Nova list is extremely slow with lots of vms

Bug #1160487 reported by Joshua Harlow
74
This bug affects 15 people
Affects Status Importance Assigned to Milestone
OpenStack Compute (nova)
Expired
Undecided
Unassigned

Bug Description

When performing a list for 'all-tenants' by an admin (or someone with a policy that can run this command), or when a single user has a large amount of vms, the command itself can block a whole nova-api process for a long time, this can make it easy for said users to DOS the whole system. This is more evident as you add more users and more tenants or a user makes a lot of vms. Likely some kind of pagination should be used (?) or the queries being performed should be analyzed to make sure they are optimal (and not repeated many times in for loops...)

Tags: ops
Joshua Harlow (harlowja)
description: updated
Joshua Harlow (harlowja)
summary: - Nova list (for all tenants) is extremely slow
+ Nova list is extremely slow with alot of vms
Revision history for this message
Michael Still (mikal) wrote :

To give me a sense of scale, how many instances is "a lot"? Hundreds? Thousands?

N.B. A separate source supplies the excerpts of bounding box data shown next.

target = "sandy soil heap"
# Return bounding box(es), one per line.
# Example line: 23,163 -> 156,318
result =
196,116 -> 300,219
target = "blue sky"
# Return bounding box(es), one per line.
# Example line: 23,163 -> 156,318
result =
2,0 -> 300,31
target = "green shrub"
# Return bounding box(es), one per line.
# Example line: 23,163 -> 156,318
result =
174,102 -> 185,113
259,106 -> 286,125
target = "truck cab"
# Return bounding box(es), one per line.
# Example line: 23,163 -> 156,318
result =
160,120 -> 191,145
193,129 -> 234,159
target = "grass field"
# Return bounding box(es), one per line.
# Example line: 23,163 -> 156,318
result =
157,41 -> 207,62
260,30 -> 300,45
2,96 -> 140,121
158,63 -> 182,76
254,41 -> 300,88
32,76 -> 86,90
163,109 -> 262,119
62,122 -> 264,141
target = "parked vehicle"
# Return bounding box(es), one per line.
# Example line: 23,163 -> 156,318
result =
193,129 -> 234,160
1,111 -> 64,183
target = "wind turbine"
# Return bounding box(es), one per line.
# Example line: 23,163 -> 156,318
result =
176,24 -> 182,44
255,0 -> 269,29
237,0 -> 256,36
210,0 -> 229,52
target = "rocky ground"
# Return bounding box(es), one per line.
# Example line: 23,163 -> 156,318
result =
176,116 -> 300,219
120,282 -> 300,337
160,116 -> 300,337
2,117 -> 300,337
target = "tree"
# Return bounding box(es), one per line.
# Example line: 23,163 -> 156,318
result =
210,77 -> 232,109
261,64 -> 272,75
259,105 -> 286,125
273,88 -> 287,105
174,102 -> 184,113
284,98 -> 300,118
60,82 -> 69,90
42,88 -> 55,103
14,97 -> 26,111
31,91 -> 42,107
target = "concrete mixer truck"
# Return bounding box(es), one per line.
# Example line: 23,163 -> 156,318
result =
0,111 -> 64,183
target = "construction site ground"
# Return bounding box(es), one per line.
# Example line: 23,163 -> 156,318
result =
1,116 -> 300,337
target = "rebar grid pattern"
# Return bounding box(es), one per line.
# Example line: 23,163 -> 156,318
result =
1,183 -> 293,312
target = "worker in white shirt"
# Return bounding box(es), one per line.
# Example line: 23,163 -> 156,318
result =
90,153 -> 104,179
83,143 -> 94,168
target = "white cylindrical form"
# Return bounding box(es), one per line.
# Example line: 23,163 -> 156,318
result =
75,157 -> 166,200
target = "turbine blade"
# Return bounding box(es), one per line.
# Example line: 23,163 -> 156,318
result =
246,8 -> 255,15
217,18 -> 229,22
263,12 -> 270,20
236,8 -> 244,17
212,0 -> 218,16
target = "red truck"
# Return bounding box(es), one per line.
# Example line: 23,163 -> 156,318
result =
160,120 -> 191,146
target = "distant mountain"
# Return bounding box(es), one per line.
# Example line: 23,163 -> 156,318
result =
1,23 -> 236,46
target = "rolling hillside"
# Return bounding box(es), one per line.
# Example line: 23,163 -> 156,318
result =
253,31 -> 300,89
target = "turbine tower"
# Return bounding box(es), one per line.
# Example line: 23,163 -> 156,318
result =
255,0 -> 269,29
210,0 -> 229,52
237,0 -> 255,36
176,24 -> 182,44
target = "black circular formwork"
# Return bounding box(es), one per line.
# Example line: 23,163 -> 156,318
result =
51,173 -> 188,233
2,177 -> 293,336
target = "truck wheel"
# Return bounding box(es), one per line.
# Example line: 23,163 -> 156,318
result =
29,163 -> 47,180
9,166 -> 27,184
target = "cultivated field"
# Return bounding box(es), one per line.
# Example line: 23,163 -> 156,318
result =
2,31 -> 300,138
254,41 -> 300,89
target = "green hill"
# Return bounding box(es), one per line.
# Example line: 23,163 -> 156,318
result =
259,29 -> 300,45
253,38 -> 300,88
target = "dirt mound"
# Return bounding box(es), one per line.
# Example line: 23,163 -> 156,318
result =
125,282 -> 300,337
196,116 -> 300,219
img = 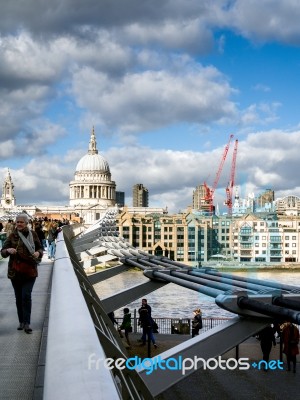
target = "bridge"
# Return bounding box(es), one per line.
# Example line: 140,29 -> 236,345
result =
0,210 -> 300,400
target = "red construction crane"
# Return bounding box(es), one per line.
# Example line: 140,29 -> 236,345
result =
225,140 -> 239,215
204,135 -> 233,212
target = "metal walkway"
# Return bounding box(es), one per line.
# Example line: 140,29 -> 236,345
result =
0,255 -> 53,400
0,211 -> 300,400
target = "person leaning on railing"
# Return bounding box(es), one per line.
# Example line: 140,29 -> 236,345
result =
1,214 -> 43,333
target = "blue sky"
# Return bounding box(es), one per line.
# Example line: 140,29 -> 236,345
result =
0,0 -> 300,212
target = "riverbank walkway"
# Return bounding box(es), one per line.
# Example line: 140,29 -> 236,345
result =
0,258 -> 300,400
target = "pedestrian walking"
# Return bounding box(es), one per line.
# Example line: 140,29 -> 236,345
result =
192,308 -> 202,337
282,322 -> 299,373
1,214 -> 43,333
118,307 -> 132,346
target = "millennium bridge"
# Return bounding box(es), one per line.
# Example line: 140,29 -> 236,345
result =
0,209 -> 300,400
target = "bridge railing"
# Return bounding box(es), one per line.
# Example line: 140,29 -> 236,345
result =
115,309 -> 229,335
44,230 -> 153,400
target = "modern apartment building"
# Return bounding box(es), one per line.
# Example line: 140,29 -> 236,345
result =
117,207 -> 232,266
117,207 -> 300,266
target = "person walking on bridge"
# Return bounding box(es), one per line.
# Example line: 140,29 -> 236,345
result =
257,325 -> 276,370
1,213 -> 43,333
139,299 -> 157,348
282,322 -> 299,373
192,308 -> 202,337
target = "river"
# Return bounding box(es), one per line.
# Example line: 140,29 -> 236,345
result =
94,270 -> 300,318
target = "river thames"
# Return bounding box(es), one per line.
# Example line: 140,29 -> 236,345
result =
94,270 -> 300,318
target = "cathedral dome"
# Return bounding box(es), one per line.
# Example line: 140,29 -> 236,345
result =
76,154 -> 109,172
76,129 -> 110,173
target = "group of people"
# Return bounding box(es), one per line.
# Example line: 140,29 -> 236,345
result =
257,322 -> 299,373
108,299 -> 202,348
108,299 -> 157,348
1,213 -> 299,372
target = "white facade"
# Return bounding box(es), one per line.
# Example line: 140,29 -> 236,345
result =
69,128 -> 116,224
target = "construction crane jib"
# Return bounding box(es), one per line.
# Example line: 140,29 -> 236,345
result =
206,134 -> 234,212
225,140 -> 239,215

summary: - Nova list is extremely slow with alot of vms
+ Nova list is extremely slow with lots of vms
Changed in nova:
status: New → Incomplete
Revision history for this message
Joshua Harlow (harlowja) wrote :

I'll get u a good number, but in the thousands I think was when this started.

Michael Still (mikal)
tags: added: ops
Revision history for this message
Joshua Harlow (harlowja) wrote :

Get servers slowness...

Part #1: Form big 'single' query to get all instances Y

Part #2:

If detailed:
    - Iterate for each instance in Y:
      - Check policy to get fault
    - Make big 'single' query to get all instances faults (called this Z)
      - Iterate over result set Z, attach to appropriate instance in Y
    - Form detail view:
      - Call view function show() on each instance in Y to get the basic
        information about an instance (note it appears no extra calls are made
        here) and results in list X

*Now here is the iffy part*

Extensions cause iterations & alterations on/to the resultant 'view' X.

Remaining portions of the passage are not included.